The Deputy Chief Nurse led a task and finish group to oversee implementation, this group included representatives from the following teams: Information Technology, Safeguarding and Nursing and Midwifery. They decided to access CP-IS via the Summary Care Record application (SCRa), using smartcards, as this is the most secure system to enable frontline nursing staff to access the system. A CP-IS protocol was developed, training given and smartcards were issued. BRHUT participated in the local tri-borough CP-IS meetings and shared the new protocol with other Trusts planning to make a similar change.
It has required a change for staff at the point of registering patients for care. They use the smartcard to access CP-IS and check for relevant information on every child up to the age of 18 years. If the system identifies the child has a plan, they alert the safeguarding team.
Better outcomes – Patient safety has been enhanced. Clinical assessment and decision-making is more informed, ensuring the best outcome for the child. Using smartcards for CP-IS enables the checking of patients’ demographic data. This ensures the most up-to-date information is put on hospital systems. As a result, more patient discharge summaries are being sent to the GPs with a more holistic review of the child’s needs, including safeguarding concerns, rather than just a clinical summary of medical needs. There has been better information sharing, providing hospital staff with direct access to a child’s social worker and child protection plan, enabling timely, on the spot information sharing between health and social care staff. This has helped to break down barriers of communication and time delays, especially when a child is admitted from another area of the country.
Better experience – Health and social care staff have a more holistic picture of a child’s needs and their interaction with services. This enables better care provision and early detection of risk or concerns.
Better use of resources – CP-IS has reduced cost and time in supporting children and young people’s administrative processes, by:
- Enabling health care staff in accessing live and up to date information regarding a child’s needs. This timely information enabled staff to respond quickly and efficiently to any risk or concern.
- As a national system, identifying all children, not just local ones – reducing the risk of missing any safeguarding concern for a child who may come into contact with BHRUT.
- Providing timely contact information relevant to the child’s needs, reducing the time needed to track down the relevant social worker.

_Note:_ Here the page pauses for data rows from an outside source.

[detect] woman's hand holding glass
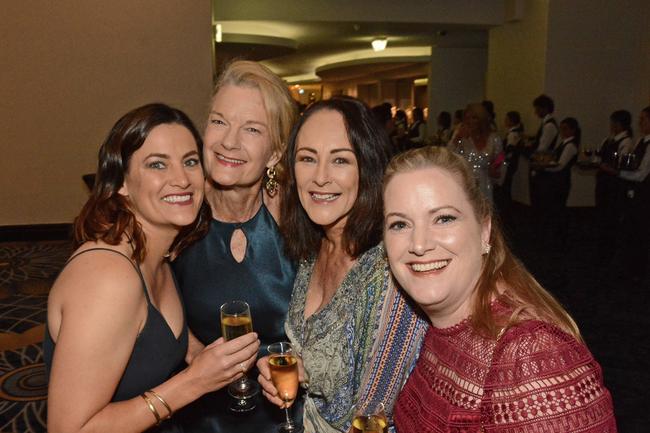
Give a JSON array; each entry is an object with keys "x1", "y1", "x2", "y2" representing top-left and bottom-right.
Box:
[
  {"x1": 182, "y1": 332, "x2": 260, "y2": 394},
  {"x1": 257, "y1": 348, "x2": 306, "y2": 409}
]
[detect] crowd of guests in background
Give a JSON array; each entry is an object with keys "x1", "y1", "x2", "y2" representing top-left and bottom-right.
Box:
[
  {"x1": 45, "y1": 60, "x2": 636, "y2": 433},
  {"x1": 375, "y1": 95, "x2": 650, "y2": 280}
]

- Using the NHS number as the unique identifier, adding certainty that both health and local authorities are dealing with the same child.

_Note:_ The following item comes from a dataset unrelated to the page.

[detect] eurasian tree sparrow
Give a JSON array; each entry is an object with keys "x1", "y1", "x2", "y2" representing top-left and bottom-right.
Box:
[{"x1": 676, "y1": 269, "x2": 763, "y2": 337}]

Challenges and lessons learnt for implementation
- The change has had a positive impact, leading to a new shared responsibility for raising safeguarding alerts within the Trust.
- The change has drawn health and social care working closely together providing a more holistic and effective response to a child’s needs.
- This was a big project, requiring robust planning, training and staff engagement. BHRUT was supported from the national CP-IS team and the local CCG’s CP-IS lead. This was invaluable.